Violence in real time and that which had happened in the past was imprinted into the very walls of our home . Whatever had happened in that place so long ago lingered in the hall, staircase, dumbwaiter , airshaft and the darkest rooms of the apartment. As I grew up, the haunt became stronger. The odd thump, or whisper had been replaced by shadow beings …and something I had encountered on the staircase one February night , that could only be described as foot soldier for Satan. Even the rooms formerly bathed in sunlight had turned darker and menacing. The apartment’s energy seemed to ebb and flow with my brother’s murderous moods . Whatever demons controlled the atmosphere , had their evil thirst quenched by his nearly nightly forays into madness. They fed off him and he fed off them. We were being consumed by the oppression.

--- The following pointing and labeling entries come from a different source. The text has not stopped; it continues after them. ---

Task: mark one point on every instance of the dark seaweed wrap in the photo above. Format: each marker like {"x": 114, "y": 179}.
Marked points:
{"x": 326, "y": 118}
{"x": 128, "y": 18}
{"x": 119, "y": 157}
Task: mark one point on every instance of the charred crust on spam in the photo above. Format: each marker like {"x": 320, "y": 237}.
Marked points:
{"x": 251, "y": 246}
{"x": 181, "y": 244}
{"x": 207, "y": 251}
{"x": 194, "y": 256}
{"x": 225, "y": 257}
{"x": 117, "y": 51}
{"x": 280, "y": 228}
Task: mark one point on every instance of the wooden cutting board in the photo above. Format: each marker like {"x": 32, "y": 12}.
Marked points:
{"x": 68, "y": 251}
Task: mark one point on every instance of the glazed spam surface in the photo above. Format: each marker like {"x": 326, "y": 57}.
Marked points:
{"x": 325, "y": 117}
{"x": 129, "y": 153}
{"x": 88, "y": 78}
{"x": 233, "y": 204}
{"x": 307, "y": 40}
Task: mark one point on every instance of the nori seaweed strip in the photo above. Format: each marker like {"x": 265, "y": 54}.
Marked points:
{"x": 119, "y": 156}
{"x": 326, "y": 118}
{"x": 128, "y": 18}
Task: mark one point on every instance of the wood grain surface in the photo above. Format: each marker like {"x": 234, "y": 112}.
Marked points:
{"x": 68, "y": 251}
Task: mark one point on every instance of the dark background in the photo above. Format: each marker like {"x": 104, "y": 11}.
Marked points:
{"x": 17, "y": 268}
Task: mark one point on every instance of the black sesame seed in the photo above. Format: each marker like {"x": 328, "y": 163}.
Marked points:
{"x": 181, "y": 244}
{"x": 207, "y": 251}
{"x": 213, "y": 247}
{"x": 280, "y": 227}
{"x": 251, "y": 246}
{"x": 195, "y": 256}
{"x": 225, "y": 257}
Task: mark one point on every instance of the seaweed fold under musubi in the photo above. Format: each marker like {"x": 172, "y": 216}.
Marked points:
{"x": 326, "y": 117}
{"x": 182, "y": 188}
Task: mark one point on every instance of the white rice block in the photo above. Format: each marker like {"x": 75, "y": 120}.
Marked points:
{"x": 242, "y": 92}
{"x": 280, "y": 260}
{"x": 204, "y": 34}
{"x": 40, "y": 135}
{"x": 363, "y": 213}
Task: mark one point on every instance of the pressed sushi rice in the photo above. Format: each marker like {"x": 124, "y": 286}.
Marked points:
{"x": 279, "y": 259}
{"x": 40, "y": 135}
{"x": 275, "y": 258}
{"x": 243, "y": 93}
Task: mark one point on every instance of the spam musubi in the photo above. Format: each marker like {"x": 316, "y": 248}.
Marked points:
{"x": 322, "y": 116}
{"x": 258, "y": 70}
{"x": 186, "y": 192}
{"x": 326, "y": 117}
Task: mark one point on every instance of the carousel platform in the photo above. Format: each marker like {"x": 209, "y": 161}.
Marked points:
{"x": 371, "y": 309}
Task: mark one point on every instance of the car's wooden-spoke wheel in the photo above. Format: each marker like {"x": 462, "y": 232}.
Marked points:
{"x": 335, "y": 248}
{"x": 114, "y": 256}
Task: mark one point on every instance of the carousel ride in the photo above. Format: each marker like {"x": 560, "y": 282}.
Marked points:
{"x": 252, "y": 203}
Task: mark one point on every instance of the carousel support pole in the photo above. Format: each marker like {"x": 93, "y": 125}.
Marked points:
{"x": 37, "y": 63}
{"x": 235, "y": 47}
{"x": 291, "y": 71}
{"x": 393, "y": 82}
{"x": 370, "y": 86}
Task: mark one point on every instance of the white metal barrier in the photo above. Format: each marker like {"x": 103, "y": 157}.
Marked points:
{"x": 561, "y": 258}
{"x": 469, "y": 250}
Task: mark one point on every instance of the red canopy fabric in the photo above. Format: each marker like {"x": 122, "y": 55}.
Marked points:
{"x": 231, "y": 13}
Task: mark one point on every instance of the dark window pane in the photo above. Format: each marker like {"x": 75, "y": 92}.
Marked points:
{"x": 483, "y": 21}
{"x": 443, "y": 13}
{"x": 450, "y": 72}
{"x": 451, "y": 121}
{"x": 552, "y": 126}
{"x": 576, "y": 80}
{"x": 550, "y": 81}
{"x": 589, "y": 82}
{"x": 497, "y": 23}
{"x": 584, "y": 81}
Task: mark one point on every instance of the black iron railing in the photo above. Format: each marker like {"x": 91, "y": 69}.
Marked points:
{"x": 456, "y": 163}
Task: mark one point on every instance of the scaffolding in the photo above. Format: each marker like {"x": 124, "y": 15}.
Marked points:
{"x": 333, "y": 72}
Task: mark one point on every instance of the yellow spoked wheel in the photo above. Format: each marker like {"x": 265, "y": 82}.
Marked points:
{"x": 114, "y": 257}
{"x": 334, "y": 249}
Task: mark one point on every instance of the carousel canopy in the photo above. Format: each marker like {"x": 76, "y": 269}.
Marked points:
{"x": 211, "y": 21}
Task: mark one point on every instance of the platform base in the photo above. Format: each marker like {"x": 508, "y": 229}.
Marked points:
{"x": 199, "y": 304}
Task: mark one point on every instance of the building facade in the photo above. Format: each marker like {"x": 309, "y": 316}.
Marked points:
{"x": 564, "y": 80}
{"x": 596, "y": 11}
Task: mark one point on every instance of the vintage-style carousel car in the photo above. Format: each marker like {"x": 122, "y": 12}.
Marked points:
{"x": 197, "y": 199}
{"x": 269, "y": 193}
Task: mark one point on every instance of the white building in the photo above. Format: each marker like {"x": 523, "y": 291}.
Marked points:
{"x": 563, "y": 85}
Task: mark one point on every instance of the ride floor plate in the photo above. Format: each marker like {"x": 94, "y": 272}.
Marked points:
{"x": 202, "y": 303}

In 1971 the absentee landlord paid a visit, the first in twenty six years. He said that the building had been sold and we had to leave because the new owner was moving his mother into our apartment. That was an old tried and true line often repeated to poor( living paycheck to paycheck) slobs in Brooklyn, you had to go, there’d be no debate because the new owner was” moving his mother in”. We knew it wasn’t true. We wound up moving to five sad, shabby rooms over a drug store at $125.00 a month. On the day that we moved, my father witnessed a ten deep column of cockroaches leave a windowless inside room and file down the stairs in military precision to the basement.

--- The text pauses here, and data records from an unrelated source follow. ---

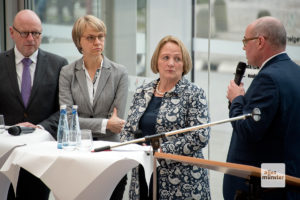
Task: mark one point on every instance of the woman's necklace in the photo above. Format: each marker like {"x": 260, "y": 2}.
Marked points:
{"x": 157, "y": 91}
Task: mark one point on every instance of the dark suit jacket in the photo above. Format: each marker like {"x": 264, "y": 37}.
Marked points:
{"x": 43, "y": 103}
{"x": 276, "y": 137}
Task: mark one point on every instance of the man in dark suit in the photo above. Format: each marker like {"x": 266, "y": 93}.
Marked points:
{"x": 29, "y": 91}
{"x": 276, "y": 92}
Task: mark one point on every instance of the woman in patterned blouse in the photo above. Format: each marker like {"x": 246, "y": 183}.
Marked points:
{"x": 170, "y": 103}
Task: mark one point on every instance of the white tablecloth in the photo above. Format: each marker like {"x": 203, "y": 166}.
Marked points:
{"x": 75, "y": 174}
{"x": 8, "y": 143}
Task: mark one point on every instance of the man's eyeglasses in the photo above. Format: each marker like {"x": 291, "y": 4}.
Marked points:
{"x": 25, "y": 34}
{"x": 245, "y": 40}
{"x": 92, "y": 38}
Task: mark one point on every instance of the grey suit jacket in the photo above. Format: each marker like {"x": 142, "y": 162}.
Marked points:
{"x": 111, "y": 92}
{"x": 43, "y": 104}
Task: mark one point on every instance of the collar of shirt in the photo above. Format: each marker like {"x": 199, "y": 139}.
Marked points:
{"x": 19, "y": 66}
{"x": 92, "y": 85}
{"x": 270, "y": 59}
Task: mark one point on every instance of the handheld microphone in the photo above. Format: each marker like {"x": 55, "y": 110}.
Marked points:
{"x": 239, "y": 73}
{"x": 17, "y": 130}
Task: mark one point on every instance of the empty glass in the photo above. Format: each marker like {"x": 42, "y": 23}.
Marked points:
{"x": 2, "y": 124}
{"x": 86, "y": 143}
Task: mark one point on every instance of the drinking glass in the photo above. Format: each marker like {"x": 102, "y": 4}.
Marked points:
{"x": 2, "y": 124}
{"x": 86, "y": 143}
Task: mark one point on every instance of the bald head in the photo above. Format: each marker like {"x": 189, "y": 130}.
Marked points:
{"x": 272, "y": 29}
{"x": 26, "y": 21}
{"x": 28, "y": 18}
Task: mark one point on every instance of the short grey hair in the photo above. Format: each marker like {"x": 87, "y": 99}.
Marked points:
{"x": 272, "y": 29}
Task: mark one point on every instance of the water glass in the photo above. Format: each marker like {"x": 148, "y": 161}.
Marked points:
{"x": 2, "y": 124}
{"x": 86, "y": 143}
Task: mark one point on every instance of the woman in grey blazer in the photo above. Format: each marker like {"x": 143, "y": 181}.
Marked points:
{"x": 97, "y": 85}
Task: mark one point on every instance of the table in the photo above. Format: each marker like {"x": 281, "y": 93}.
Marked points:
{"x": 76, "y": 174}
{"x": 7, "y": 145}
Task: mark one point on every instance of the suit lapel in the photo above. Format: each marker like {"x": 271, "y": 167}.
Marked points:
{"x": 12, "y": 73}
{"x": 39, "y": 74}
{"x": 80, "y": 76}
{"x": 105, "y": 74}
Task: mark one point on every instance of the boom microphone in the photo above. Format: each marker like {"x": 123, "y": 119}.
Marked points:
{"x": 239, "y": 73}
{"x": 17, "y": 130}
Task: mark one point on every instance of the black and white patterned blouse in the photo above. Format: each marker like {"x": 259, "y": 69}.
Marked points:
{"x": 183, "y": 106}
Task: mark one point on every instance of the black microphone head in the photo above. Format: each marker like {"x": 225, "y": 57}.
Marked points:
{"x": 138, "y": 134}
{"x": 239, "y": 73}
{"x": 14, "y": 130}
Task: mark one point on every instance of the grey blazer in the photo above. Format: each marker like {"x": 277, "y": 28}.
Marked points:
{"x": 111, "y": 92}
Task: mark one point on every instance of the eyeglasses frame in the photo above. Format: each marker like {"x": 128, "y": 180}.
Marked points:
{"x": 35, "y": 34}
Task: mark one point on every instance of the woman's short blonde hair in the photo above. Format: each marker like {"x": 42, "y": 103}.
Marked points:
{"x": 187, "y": 62}
{"x": 80, "y": 26}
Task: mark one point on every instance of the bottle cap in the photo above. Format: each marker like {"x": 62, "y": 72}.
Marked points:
{"x": 63, "y": 106}
{"x": 74, "y": 106}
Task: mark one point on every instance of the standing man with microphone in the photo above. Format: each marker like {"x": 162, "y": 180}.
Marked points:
{"x": 29, "y": 90}
{"x": 275, "y": 91}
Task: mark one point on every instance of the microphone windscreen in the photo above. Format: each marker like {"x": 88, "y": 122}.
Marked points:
{"x": 14, "y": 130}
{"x": 239, "y": 73}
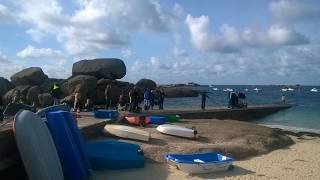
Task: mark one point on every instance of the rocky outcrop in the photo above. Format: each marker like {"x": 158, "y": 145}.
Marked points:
{"x": 45, "y": 99}
{"x": 108, "y": 68}
{"x": 29, "y": 76}
{"x": 174, "y": 92}
{"x": 5, "y": 86}
{"x": 146, "y": 83}
{"x": 82, "y": 84}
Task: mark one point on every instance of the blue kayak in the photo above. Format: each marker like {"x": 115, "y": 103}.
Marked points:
{"x": 157, "y": 120}
{"x": 42, "y": 112}
{"x": 68, "y": 144}
{"x": 103, "y": 114}
{"x": 110, "y": 154}
{"x": 197, "y": 163}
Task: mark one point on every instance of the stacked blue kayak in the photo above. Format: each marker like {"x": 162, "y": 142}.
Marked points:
{"x": 69, "y": 144}
{"x": 77, "y": 158}
{"x": 114, "y": 155}
{"x": 157, "y": 120}
{"x": 63, "y": 107}
{"x": 104, "y": 113}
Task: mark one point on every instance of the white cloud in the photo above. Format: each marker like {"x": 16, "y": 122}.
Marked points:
{"x": 36, "y": 35}
{"x": 127, "y": 54}
{"x": 230, "y": 39}
{"x": 178, "y": 52}
{"x": 286, "y": 11}
{"x": 40, "y": 53}
{"x": 96, "y": 25}
{"x": 5, "y": 15}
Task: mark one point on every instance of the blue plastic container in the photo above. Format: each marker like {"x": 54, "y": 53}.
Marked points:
{"x": 68, "y": 144}
{"x": 110, "y": 154}
{"x": 103, "y": 114}
{"x": 157, "y": 120}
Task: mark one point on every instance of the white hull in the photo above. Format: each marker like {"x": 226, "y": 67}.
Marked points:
{"x": 177, "y": 131}
{"x": 127, "y": 132}
{"x": 201, "y": 168}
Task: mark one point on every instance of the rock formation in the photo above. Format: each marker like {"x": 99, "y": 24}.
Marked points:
{"x": 29, "y": 76}
{"x": 146, "y": 83}
{"x": 108, "y": 68}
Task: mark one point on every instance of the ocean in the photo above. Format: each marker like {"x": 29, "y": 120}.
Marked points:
{"x": 303, "y": 116}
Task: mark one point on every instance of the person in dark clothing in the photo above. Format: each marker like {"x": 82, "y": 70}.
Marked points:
{"x": 108, "y": 94}
{"x": 204, "y": 97}
{"x": 134, "y": 99}
{"x": 146, "y": 97}
{"x": 152, "y": 99}
{"x": 233, "y": 100}
{"x": 55, "y": 93}
{"x": 1, "y": 109}
{"x": 161, "y": 98}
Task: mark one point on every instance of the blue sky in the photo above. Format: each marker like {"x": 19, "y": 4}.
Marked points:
{"x": 208, "y": 42}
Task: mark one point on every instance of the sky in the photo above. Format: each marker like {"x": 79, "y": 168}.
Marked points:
{"x": 168, "y": 41}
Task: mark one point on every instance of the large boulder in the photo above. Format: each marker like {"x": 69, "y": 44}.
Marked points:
{"x": 22, "y": 90}
{"x": 108, "y": 68}
{"x": 146, "y": 83}
{"x": 45, "y": 99}
{"x": 82, "y": 84}
{"x": 32, "y": 95}
{"x": 5, "y": 86}
{"x": 29, "y": 76}
{"x": 174, "y": 92}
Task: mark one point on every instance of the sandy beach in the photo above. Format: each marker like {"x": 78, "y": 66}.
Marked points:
{"x": 299, "y": 161}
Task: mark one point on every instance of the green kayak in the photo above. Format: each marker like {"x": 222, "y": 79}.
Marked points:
{"x": 173, "y": 118}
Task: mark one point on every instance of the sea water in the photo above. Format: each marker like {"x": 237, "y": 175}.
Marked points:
{"x": 303, "y": 116}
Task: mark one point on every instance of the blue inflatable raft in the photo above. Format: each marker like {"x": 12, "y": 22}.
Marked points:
{"x": 198, "y": 163}
{"x": 114, "y": 155}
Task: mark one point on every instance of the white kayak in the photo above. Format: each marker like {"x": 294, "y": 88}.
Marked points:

My brother calmed down a little after the move , I guess he left some of his demonic baggage behind, but not all. A poltergeist of sorts followed us to the rooms over the drug store , knocking over bric-a-brac and causing things to be misplaced. In 1976 that apartment would be the scene of one of my brother’s most violent outbursts. He tried to stab my father to death. My brother’s descent into possession was complete.
Over the years I have stopped by to see the place, it’s still a bar, but just not an old man’s last resort. Today it is a sports watering - hole for millennials, big screen tvs and free WI-FI have replaced the ancient pool table and dilapidated dart board , the aroma of spicy Buffalo wings and craft beer have replaced the stale beer smell of despair. Our haunted eight room apartment on the top floor has been remade into several units. I’m sure the rent is forty times or more what it was for us. I have often wondered if the reconfiguration of the apartments changed anything ? Did it stir things up more or quiet them? I do know that there have been many tenants since my family lived there and none stayed as long as we did.
My oldest brother died over twenty years ago. While he lay dying ,he often raved about devils watching him from the corner of the hospital room. Maybe my brother( and his problems) was the conduit for these things to manifest . It all started for me with the sight of twinkling lights down a dark hallway.